COLANDER FRAGMENT 1
She thinks she can fool me
that old woman in the kitchen
with her knives and strong hands
as if she too isn’t full of holes.
I know something about holes
how we plug them and drill them
open with toothpicks or flood
them in a deluge worthy of Noah.
I hear her mutter about her mother-in-
law who said her view out the window
was better than her daughter-in-law’s
even as they looked out the same
window and maybe she was right
seeing her mother died in the camps?
Thunder wakes roots and they begin
to march down the street again. Rain
widows the view. I hear her tell
her daughter: be a Viking, sturdy
like the colander, and let the rain
drain through. Daughter out there
running, blinded.
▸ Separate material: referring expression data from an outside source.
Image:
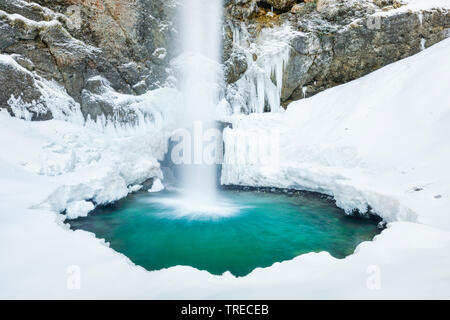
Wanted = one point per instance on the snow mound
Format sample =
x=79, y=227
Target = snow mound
x=369, y=143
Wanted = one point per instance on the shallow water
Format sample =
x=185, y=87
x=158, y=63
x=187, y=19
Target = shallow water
x=246, y=231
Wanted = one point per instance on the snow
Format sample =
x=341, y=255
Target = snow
x=381, y=140
x=61, y=105
x=157, y=186
x=78, y=209
x=266, y=58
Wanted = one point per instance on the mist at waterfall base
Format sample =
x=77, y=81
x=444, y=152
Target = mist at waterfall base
x=200, y=81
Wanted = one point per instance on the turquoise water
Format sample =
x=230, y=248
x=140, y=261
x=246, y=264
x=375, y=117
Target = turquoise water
x=246, y=231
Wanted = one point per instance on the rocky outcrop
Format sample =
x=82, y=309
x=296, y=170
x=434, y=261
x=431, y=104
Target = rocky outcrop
x=129, y=43
x=336, y=41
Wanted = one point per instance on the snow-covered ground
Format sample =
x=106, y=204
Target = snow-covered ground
x=382, y=140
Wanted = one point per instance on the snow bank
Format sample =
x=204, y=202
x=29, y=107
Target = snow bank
x=379, y=142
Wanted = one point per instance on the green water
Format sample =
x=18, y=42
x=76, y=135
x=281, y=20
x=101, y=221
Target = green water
x=254, y=230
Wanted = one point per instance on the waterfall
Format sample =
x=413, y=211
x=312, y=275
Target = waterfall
x=201, y=74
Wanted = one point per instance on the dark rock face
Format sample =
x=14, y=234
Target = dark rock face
x=127, y=42
x=91, y=47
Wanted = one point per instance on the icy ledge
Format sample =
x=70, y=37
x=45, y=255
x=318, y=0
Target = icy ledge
x=379, y=141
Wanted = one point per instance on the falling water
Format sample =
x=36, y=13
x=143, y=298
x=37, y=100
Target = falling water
x=201, y=24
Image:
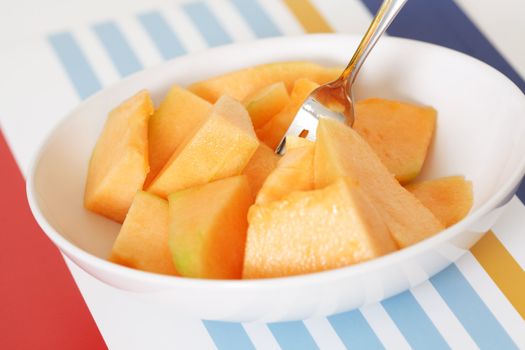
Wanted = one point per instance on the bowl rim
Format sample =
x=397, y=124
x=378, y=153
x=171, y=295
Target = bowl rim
x=169, y=282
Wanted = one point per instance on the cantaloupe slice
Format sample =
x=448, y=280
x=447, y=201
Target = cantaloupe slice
x=179, y=114
x=142, y=242
x=273, y=131
x=399, y=133
x=244, y=82
x=313, y=231
x=296, y=141
x=220, y=147
x=341, y=152
x=262, y=163
x=449, y=198
x=265, y=103
x=119, y=162
x=207, y=229
x=294, y=172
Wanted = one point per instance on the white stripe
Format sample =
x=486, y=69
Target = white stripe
x=502, y=22
x=323, y=333
x=442, y=317
x=282, y=17
x=96, y=55
x=125, y=327
x=36, y=93
x=383, y=326
x=231, y=20
x=261, y=336
x=492, y=296
x=139, y=41
x=509, y=230
x=349, y=16
x=189, y=36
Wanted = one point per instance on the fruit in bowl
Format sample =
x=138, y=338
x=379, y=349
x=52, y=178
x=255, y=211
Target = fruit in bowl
x=473, y=137
x=326, y=204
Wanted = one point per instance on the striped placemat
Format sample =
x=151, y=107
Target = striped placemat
x=478, y=302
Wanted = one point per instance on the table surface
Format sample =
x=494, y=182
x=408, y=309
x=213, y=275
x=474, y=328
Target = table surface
x=54, y=53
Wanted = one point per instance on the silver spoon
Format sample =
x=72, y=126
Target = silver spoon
x=334, y=100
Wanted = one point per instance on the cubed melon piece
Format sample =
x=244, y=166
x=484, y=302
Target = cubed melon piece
x=142, y=242
x=294, y=172
x=313, y=231
x=207, y=228
x=262, y=163
x=341, y=152
x=119, y=162
x=399, y=132
x=244, y=82
x=265, y=103
x=273, y=131
x=449, y=198
x=179, y=114
x=219, y=148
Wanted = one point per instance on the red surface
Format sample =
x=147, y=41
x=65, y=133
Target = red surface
x=40, y=305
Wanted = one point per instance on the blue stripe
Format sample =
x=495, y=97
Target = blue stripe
x=354, y=331
x=118, y=48
x=444, y=23
x=161, y=34
x=75, y=63
x=257, y=18
x=228, y=335
x=292, y=336
x=413, y=322
x=470, y=310
x=207, y=24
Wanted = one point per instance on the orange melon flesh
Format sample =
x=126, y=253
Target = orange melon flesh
x=341, y=152
x=119, y=162
x=179, y=114
x=296, y=141
x=241, y=83
x=219, y=148
x=262, y=163
x=273, y=131
x=207, y=228
x=449, y=198
x=294, y=172
x=400, y=133
x=266, y=103
x=142, y=242
x=313, y=231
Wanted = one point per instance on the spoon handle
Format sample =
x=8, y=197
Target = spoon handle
x=384, y=16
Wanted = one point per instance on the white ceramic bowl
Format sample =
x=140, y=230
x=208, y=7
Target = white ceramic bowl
x=480, y=134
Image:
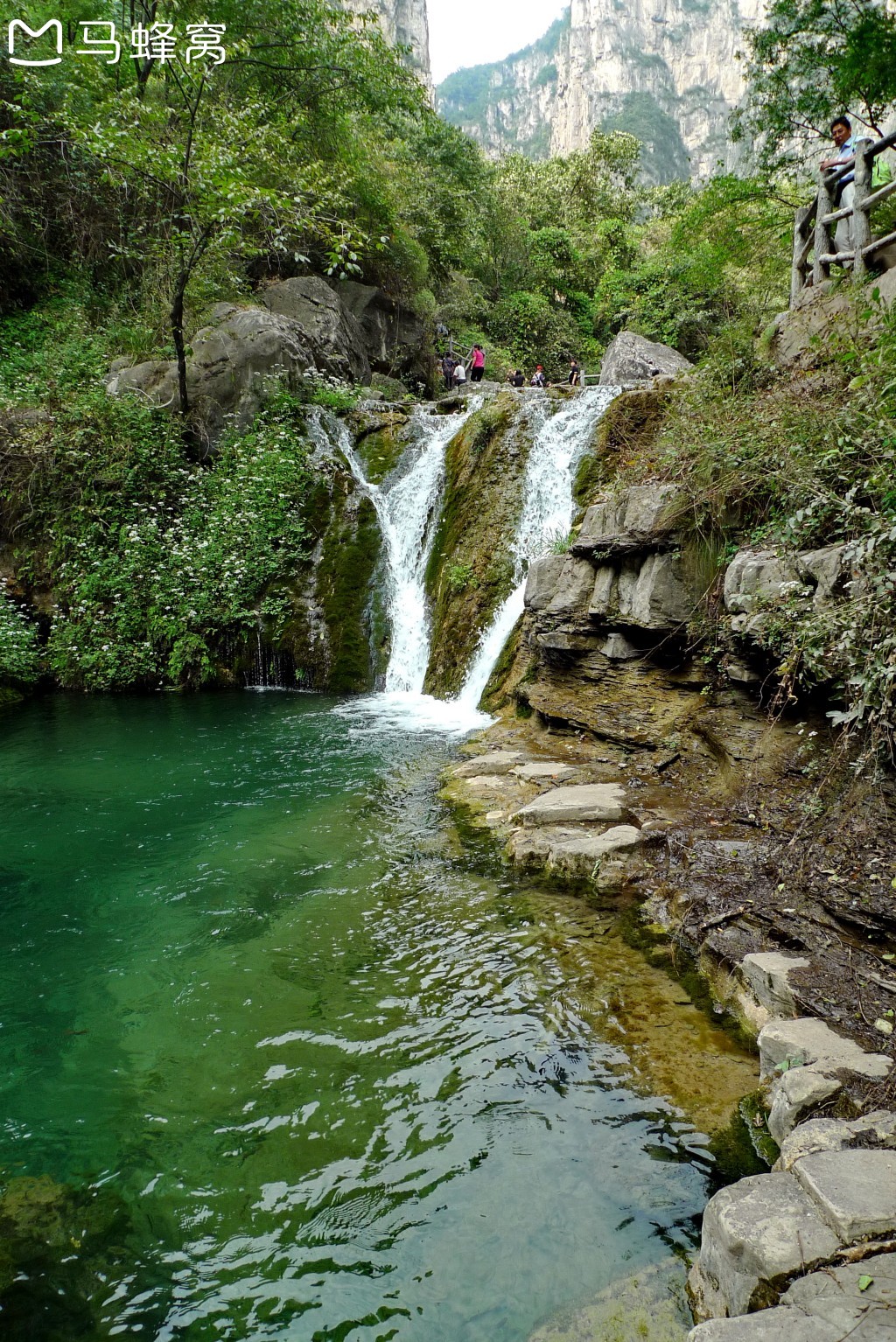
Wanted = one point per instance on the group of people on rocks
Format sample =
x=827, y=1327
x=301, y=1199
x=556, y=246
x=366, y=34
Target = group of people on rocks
x=455, y=369
x=516, y=379
x=455, y=372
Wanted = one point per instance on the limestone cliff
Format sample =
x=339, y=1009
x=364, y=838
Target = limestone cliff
x=666, y=70
x=404, y=22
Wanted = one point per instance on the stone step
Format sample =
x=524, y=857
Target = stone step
x=855, y=1192
x=760, y=1231
x=496, y=761
x=583, y=803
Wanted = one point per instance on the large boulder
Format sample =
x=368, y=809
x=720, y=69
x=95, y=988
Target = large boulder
x=634, y=520
x=234, y=359
x=393, y=337
x=327, y=326
x=632, y=359
x=648, y=595
x=229, y=364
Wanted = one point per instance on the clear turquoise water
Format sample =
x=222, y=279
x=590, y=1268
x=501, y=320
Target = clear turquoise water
x=341, y=1078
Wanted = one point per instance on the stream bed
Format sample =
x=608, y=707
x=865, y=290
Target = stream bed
x=284, y=1060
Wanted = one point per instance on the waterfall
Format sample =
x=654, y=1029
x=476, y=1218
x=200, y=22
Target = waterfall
x=408, y=515
x=546, y=517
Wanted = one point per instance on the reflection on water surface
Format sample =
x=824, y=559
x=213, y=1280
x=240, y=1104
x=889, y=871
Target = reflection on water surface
x=282, y=1065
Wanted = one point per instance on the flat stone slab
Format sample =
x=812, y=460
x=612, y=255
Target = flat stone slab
x=542, y=771
x=809, y=1040
x=795, y=1093
x=833, y=1299
x=581, y=803
x=496, y=761
x=649, y=1306
x=855, y=1192
x=571, y=852
x=835, y=1134
x=780, y=1325
x=758, y=1231
x=767, y=977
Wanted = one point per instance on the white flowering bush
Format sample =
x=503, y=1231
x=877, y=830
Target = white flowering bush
x=156, y=561
x=19, y=651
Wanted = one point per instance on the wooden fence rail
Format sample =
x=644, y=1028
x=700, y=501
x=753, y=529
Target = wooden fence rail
x=813, y=223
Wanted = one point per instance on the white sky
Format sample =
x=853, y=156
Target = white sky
x=471, y=32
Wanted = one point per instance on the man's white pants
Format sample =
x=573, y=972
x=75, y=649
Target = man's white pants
x=844, y=233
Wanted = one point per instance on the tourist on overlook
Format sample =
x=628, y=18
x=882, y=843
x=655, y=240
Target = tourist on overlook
x=448, y=371
x=841, y=133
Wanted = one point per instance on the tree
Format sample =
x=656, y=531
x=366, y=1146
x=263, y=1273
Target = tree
x=815, y=60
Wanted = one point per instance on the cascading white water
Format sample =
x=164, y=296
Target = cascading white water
x=548, y=515
x=408, y=520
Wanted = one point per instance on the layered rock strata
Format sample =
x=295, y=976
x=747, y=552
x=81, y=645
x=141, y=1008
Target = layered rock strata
x=664, y=70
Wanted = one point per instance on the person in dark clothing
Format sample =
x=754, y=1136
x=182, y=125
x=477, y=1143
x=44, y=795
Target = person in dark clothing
x=448, y=371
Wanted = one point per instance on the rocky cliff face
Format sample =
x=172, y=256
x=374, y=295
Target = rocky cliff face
x=666, y=70
x=404, y=22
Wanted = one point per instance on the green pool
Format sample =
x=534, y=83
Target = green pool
x=281, y=1060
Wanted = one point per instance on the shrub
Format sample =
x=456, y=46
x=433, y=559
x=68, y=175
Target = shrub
x=19, y=654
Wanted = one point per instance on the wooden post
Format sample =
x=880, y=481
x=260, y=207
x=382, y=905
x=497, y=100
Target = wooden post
x=861, y=221
x=821, y=270
x=797, y=269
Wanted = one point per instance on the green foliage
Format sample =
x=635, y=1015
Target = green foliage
x=536, y=332
x=720, y=256
x=153, y=560
x=757, y=458
x=459, y=577
x=810, y=62
x=19, y=651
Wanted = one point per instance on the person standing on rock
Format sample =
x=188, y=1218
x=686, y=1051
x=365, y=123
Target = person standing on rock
x=448, y=372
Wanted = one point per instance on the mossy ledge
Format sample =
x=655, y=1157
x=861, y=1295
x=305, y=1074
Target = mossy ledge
x=471, y=567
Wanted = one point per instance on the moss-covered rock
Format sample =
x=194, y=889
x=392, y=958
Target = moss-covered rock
x=471, y=567
x=379, y=439
x=628, y=429
x=344, y=591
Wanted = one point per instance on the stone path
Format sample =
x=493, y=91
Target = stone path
x=835, y=1185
Boys on bicycles.
Rain widows the window. Don’t
keep anything. Let birds beak
your memory. Raindrops like
holes. Colander solidly uncertain.
High-blooming pregnant daughter
loves the scent of dirt, wants
to inhale it. Mother and daughter
go back and forth exchanging one
chair for another. Like writing a word
and crossing it out. Write yourself
into a corner and fight yourself
out. Silence of thunder she thinks
she doesn’t hear. Whatever she places
in me for safe-keeping, I’ll store. I know
that what she wants, wants her too
all those lost people. Her work resembles
mine as she wrestles with words rinsing
them at her sinking desk. Writes them
trusting they will recover the whole.